Vertex AI Backend¶
Route any compatible CLI runtime through Google Cloud Vertex AI instead of direct provider APIs.
Why¶
- Single-vendor billing & audit trail (CloudLogging captures every call)
- EU data residency by default (
europe-west1) - IAM auth instead of per-provider API keys (no
ANTHROPIC_API_KEYto rotate) - Model Garden access: Anthropic Claude + Google Gemini + Llama + Mistral + others, all under one auth
- Compliance: SOC2, ISO27001, HIPAA, EU GDPR — what your security team probably already approved
Setup¶
# 1. Authenticate (any one of these)
gcloud auth application-default login # interactive
# or, in CI / Cloud Run:
export GOOGLE_APPLICATION_CREDENTIALS=/path/to/service-account.json
# 2. Tell agentspec which project to use
export GOOGLE_CLOUD_PROJECT=my-project
# 3. (Optional) override the region — defaults to europe-west1
export GOOGLE_CLOUD_LOCATION=europe-west4
That's it. AgentSpec auto-detects the configuration. Verify with:
agentspec resolve my-agent.agent
# decisions:
# Vertex AI detected: vertex-ai (project=my-project, region=europe-west1)
# selected claude/claude-sonnet-4-6 via claude-code (Vertex AI: europe-west1)
Per-runtime mapping¶
When AgentSpec routes through Vertex AI, it injects the right env vars for each CLI:
| CLI | Mechanism | Env vars set |
|---|---|---|
| claude-code | Anthropic's official Vertex mode | CLAUDE_CODE_USE_VERTEX=1, ANTHROPIC_VERTEX_PROJECT_ID, CLOUD_ML_REGION |
| gemini-cli | Google's official Vertex mode | GOOGLE_GENAI_USE_VERTEXAI=true, GOOGLE_CLOUD_PROJECT, GOOGLE_CLOUD_LOCATION |
| aider | Via LiteLLM Vertex provider | VERTEX_PROJECT, VERTEX_LOCATION |
| opencode | Standard GCP env vars | GOOGLE_CLOUD_PROJECT, GOOGLE_CLOUD_LOCATION |
| codex-cli | ❌ OpenAI not on Vertex Model Garden | (uses OpenAI direct API) |
| ollama | ❌ Local model | (no Vertex routing) |
Routing precedence¶
When both Vertex AI and direct provider API keys are configured, Vertex
AI wins for routable providers (claude, anthropic, gemini,
google).
For non-routable providers (openai, local), agentspec uses the
direct API even when Vertex is configured.
Region selection¶
Default: europe-west1 (Belgium) — broadest model coverage in EU and
GDPR-primary region.
Other useful EU regions:
| Region | Notes |
|---|---|
europe-west1 |
Belgium. Default. Best Gemini + Claude availability. |
europe-west4 |
Netherlands. Alternative if you need it for residency. |
europe-southwest1 |
Madrid. Latency-friendly for SP/PT workloads. |
Set explicitly when needed:
Env var precedence (project)¶
Highest to lowest:
AGENTSPEC_VERTEX_PROJECT(explicit, agentspec-specific)GOOGLE_CLOUD_PROJECT(standard GCP env)VERTEX_PROJECT(some tooling uses this)
Same for location: AGENTSPEC_VERTEX_LOCATION > GOOGLE_CLOUD_LOCATION > VERTEX_LOCATION > europe-west1 (default).
What about Model Garden Anthropic models?¶
Vertex Model Garden serves Anthropic Claude models on EU-resident
infrastructure.
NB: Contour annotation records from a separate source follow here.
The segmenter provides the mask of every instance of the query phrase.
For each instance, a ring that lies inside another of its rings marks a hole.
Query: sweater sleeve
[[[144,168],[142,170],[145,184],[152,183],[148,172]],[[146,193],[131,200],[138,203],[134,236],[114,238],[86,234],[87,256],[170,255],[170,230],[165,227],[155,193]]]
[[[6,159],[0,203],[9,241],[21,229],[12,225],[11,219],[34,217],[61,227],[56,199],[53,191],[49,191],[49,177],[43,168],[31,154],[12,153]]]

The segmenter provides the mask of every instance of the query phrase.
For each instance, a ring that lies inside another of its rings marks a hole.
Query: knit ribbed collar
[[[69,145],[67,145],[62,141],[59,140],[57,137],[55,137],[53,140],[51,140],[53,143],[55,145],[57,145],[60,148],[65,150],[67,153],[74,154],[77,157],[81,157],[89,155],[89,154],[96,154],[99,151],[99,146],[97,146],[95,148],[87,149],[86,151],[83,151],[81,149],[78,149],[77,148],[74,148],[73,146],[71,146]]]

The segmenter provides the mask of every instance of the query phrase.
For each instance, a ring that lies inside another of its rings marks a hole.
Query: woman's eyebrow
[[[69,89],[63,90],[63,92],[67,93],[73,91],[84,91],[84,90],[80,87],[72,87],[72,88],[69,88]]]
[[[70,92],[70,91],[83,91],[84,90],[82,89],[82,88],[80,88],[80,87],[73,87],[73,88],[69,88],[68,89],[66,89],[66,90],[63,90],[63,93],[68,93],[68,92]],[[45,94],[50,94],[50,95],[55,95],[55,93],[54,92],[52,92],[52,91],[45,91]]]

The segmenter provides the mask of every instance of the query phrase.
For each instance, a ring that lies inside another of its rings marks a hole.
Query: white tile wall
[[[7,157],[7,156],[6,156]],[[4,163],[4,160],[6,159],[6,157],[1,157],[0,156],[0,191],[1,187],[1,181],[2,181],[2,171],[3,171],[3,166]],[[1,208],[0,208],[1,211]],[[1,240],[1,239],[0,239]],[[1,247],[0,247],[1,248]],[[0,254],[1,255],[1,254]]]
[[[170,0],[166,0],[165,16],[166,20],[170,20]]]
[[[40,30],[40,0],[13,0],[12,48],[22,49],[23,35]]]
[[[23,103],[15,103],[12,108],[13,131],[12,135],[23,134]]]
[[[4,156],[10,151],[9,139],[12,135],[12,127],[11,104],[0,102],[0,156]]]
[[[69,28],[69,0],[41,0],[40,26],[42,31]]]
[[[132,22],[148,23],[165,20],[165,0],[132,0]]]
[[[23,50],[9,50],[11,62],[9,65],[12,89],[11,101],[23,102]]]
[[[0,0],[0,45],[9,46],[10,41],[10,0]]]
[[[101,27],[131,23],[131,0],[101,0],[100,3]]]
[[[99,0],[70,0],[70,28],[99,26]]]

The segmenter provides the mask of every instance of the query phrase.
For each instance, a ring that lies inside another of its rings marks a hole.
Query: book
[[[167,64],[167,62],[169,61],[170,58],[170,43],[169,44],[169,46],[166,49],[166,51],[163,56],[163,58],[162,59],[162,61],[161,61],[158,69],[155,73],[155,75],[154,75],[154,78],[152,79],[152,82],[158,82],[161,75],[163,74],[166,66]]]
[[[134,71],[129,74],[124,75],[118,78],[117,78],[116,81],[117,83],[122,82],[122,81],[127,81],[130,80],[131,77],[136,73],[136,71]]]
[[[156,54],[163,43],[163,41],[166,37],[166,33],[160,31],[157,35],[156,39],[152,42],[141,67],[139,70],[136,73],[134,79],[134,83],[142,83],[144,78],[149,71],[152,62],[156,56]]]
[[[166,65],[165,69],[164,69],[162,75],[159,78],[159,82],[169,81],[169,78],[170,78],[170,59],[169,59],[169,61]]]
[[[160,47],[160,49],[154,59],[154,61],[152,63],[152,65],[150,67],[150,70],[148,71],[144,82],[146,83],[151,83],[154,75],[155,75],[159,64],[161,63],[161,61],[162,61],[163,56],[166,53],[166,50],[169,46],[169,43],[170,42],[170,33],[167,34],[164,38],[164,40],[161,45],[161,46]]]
AgentSpec recognizes provider prefixes claude/ and
anthropic/ and routes them to claude-code with Vertex env vars. The
actual model you request must be available in your region.
Check availability: https://cloud.google.com/vertex-ai/generative-ai/docs/learn/models
Disabling¶
Just unset the env vars:
Or set a non-routable model in your .agent:
model:
preferred:
- openai/o3 # uses codex-cli direct, never Vertex
- local/llama3:70b # uses ollama, never Vertex
Verifying it actually went through Vertex¶
After running an agent, check CloudLogging:
gcloud logging read 'resource.type="aiplatform.googleapis.com/Endpoint"' \
--project=$GOOGLE_CLOUD_PROJECT --limit=5
You should see your model invocations there. If you don't, agentspec
fell back to direct API for some reason — check the resolver decisions
with agentspec resolve --output json and look at auth_source.